If I do not set linear filtering in the render-method() I get strange cube-glyphs, but why is that? OpenGL is a state machine, the texture-parameters are set to the one currently bound. So if I set the Min and Mag filter to GL_LINEAR in the initialization why isn't that enough?

If I remove those 2 lines in the render I get way better performance from the query (much lower numbers), but it doesn't drawn anything readable.

Upvotes: 1

Views: 2875

Answers (3)

doron
doron

Reputation: 28902

There are two easy options to improve performance.

  1. Create a single texture that has all the characters that you will need to render at set offsets. Your text string then becomes a model (buffer object) that will reference the correct series of offsets to create your text string. This has the disadvantage that you will not be able to do kerning or any other fancy font joining.
  2. Use Pango and Cairo to fully render your text as a single bitmap. This bitmap will have the text formatted with correct kerning and joining. You then only upload and draw a single texture for your entire text output.

Upvotes: 0

Dietrich Epp
Dietrich Epp

Reputation: 213558

This is absolutely going to be slow.

For each render call I activate the texture, bind it, enable the VBO I store my textureCoordinates in. Then I iterate over every character in the text load it with FT_LOAD_CHAR. I then specify the texture with glTexImage2D, calculate vertex and texture coordinates and draw everything.

The problem, unfortunately, is hard. Here is the method I use:

  • There is one texture, with the GL_RED8 format, which stores glyphs.

  • Whenever a new glyph is needed, it is added to the texture. This is done by calling FT_Render_Glyph() and copying the result into the texture buffer. If the new glyph doesn't fit, the whole glyph texture is resized and repacked. (I use the skyline algorithm for packing glyphs since it's simple.)

  • If any new glyphs have been added, then I call glTexSubImage2D(). The code should be structured so that this is only called once per frame.

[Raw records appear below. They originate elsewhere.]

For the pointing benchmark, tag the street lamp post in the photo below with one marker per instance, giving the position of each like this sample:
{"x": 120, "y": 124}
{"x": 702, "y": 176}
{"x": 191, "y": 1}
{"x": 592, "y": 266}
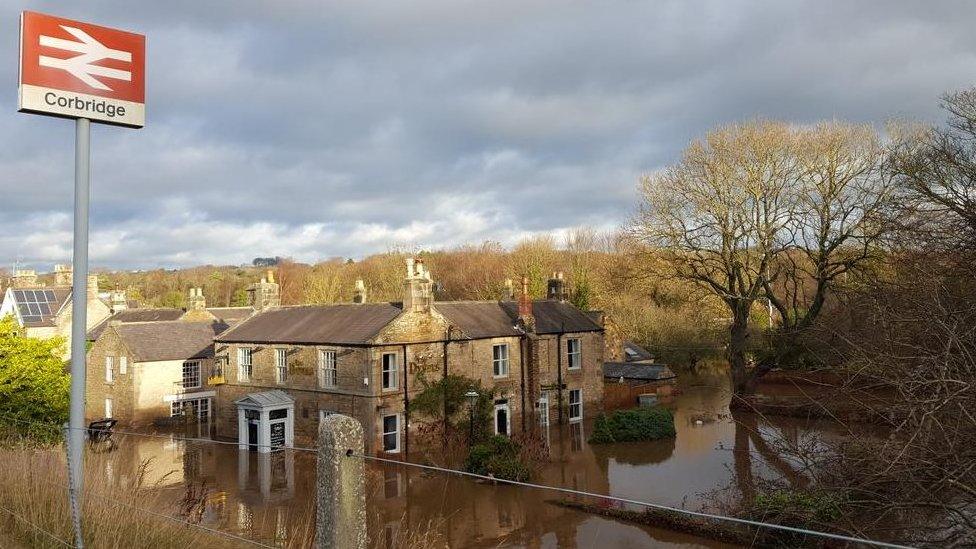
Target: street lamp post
{"x": 472, "y": 400}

  • To render text, I create a VBO that contains vertex and texture coordinates for all the quads necessary to render a piece of text. (Please understand that "quad" means two triangles, not GL_QUAD).

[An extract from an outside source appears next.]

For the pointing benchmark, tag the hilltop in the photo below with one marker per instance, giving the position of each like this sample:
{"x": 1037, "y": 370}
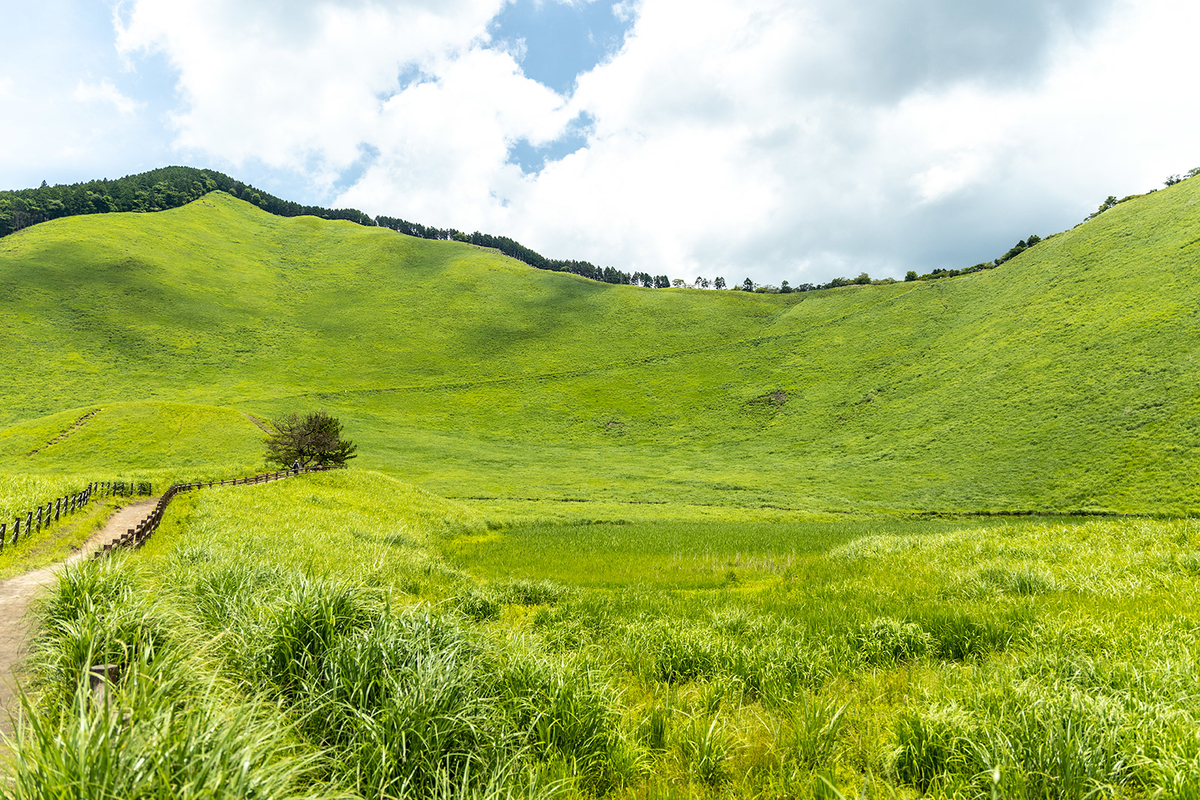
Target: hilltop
{"x": 1063, "y": 380}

So, when you change what text you want to render,

  • You have to update the VBO, but only once per frame

  • You might have to update the texture, but only once per frame, and this will probably happen less frequently as the glyph texture fills up with the glyphs you use.

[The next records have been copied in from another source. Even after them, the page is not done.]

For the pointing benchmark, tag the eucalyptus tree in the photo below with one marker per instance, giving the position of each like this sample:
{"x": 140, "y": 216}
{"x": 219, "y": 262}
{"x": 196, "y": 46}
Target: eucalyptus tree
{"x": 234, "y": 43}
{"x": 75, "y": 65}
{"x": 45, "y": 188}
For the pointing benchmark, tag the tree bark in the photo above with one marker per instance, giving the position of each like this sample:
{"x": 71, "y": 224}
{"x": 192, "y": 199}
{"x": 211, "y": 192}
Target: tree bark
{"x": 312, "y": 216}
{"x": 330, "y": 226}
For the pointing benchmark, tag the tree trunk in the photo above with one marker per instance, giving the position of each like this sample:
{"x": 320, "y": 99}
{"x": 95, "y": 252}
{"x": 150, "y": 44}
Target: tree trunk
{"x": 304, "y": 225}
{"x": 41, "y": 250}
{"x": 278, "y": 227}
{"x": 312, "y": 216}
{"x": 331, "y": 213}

A good way to prototype this kind of system is to render all of the glyphs in a font into the texture at first, but this doesn't work well if you end up using multiple fonts and styles, or if you want to render Chinese, Korean, or Japanese text.

Additional considerations are line breaking, glyph substitution, kerning, bidi, general problems with international text, how to specify styling, et cetera. I recommend using HarfBuzz in combination with FreeType. HarfBuzz handles difficult glyph substitution and positioning issues. None of this is strictly necessary if your program has English text only.

There are some libraries that do all of this, but I have not used them.

An alternative method, if you want to cut the gordian knot, is to embed a web browser like Chromium (Awesomium, WebKit, Gecko—many choices) in your application, and farm out all text rendering to that.

Upvotes: 3

BeyelerStudios
BeyelerStudios

Reputation: 4283

your bottleneck are probably the many draw calls. firstly you buffer the texture inside of your draw routine: instead provide a texture where you can map characters onto quad-positions and then replace the following:

    // Calculate the vertex and texture coordinates 
    GLfloat x2 = cursorPosX + glyph->bitmap_left * m_SX;
    GLfloat y2 = -cursorPosY - glyph->bitmap_top * m_SY;
    GLfloat w = glyph->bitmap.width * m_SX;
    GLfloat h = glyph->bitmap.rows * m_SY;

    PointStruct box[4] =
    {
        { x2, -y2, 0, 0 },
        { x2 + w, -y2, 1, 0 },
        { x2, -y2 - h, 0, 1 },
        { x2 + w, -y2 - h, 1, 1 }
    };

    // Draw the character on the screen
    glBufferData(GL_ARRAY_BUFFER, sizeof box, box, GL_DYNAMIC_DRAW);
    glDrawArrays(GL_TRIANGLE_STRIP, 0, 4);

with code that pre-processes your text, produces a larger PointStruct buffer (don't forget to adjust your texture coordinates for the look-up-texture) and draws multiple characters per draw call.